Great photos Country Joe. I like that N 30x60 layout. 

Making progress on my74x33, started a photo update thread under "My Layout"
http://www.modeltrainforum.com/showthread.php?t=170378


----------



## Guest

sid said:


> country joe that little layout is very cool looking i like it. do you know off hand weather that Railking Dreyfus Hudson in N scale . it is a pretty neat loco. i too feel that if 30 x 90 was made with light wieght in mind it could be moved pretty darn easy. not talking about moving it from place to place on a weekly or monthly deal . only like moving from one home to the next. couple years inbetween moves. i think it should hold up just fine.


I'm pretty sure Con Cor made a Dreyfus Hudson many years ago. I don't know if any are available or if it's a good locomotive.

My friend's layout has survived traveling to and from many shows over the years and was his home layout as well. It still goes to shows without damage.



Dudlee99 said:


> Great photos Country Joe. I like that N 30x60 layout.
> 
> Making progress on my74x33, started a photo update thread under "My Layout"
> http://www.modeltrainforum.com/showthread.php?t=170378


Thanks Dudlee. You are making good progress on your layout. My N scale layout also used the same folding tables as their base.


----------



## DennyM

That's a really nice layout Joe. I don't think I've ever seen a N scale layout finish like that.


----------



## sid

oh ok thank you.


----------



## lend33

I have a foam-board only 4' X 6' using 2 layers of 3/4" each. I used 2X4 sheets and glued them running crosswise from each other using gorilla glue. it is very rigid. I have moved it up and down 2 floors for the last 3 Christmas holidays (6 moves total). It still very much intact.


----------



## Yellowstone Special

Country Joe said:


> Thanks Vern. I love streamlined passenger steam engines.
> 
> These are a few photos from that layout. It was L shaped, 11' x 6' with each leg 30" wide. I had a lot more photos but can't find them.
> 
> View attachment 452394
> 
> 
> View attachment 452402
> 
> 
> View attachment 452410


Wow! Thanks for sharing these additional photos, Joe. I like your little town, station, and factory siding. 

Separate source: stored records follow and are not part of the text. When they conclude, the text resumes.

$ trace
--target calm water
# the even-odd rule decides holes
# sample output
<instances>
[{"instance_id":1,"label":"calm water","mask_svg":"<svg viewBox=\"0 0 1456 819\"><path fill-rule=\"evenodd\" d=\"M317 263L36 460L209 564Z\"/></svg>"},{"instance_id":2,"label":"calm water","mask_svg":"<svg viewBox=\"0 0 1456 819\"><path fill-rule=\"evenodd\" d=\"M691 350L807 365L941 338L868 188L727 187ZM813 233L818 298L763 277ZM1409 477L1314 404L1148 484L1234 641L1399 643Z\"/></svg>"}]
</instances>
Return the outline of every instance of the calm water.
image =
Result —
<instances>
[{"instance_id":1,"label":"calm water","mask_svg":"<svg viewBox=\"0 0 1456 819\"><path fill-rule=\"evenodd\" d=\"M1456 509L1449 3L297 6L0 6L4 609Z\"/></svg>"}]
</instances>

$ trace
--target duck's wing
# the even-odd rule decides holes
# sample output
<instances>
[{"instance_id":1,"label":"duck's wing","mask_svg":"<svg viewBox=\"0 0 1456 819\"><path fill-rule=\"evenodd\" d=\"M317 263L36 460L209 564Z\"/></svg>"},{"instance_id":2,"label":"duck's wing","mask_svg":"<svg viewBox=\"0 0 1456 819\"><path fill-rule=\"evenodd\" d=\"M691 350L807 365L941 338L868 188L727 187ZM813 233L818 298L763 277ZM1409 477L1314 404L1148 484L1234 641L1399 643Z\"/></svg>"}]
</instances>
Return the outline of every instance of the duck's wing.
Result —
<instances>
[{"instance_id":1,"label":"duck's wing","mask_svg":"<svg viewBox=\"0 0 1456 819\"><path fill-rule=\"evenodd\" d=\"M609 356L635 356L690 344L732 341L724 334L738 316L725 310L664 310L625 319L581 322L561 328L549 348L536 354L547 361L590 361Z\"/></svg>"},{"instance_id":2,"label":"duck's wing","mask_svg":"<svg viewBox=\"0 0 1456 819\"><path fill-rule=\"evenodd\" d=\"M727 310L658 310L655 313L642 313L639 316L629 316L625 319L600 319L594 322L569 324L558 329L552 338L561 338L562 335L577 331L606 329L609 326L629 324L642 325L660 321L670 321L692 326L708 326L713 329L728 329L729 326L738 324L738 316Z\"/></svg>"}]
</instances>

Photos like these help me with what I'm trying to visualize in my mind with what I want on a future N scale layout. I've been spending some time online looking at N scale structures, trackside accessories, vehicles, etc.

Do you ever miss N scale?


----------



## Guest

DennyM said:


> That's a really nice layout Joe. I don't think I've ever seen a N scale layout finish like that.


Thanks Denny. My friend who built the traveling layout is an excellent modeler.



Yellowstone Special said:


> Wow! Thanks for sharing these additional photos, Joe. I like your little town, station, and factory siding.
> 
> Photos like these help me with what I'm trying to visualize in my mind with what I want on a future N scale layout. I've been spending some time online looking at N scale structures, trackside accessories, vehicles, etc.
> 
> Do you ever miss N scale?


Thanks Vern. Yes, I do miss N scale. With N it's more about the railroad than the individual trains. With O we focus on the trains and have some scenery. With N you really get the feel of a railroad running in a big world.


----------



## Yellowstone Special

I'm beginning to see what you mean, Joe. Thanks again. :thumbsup:


----------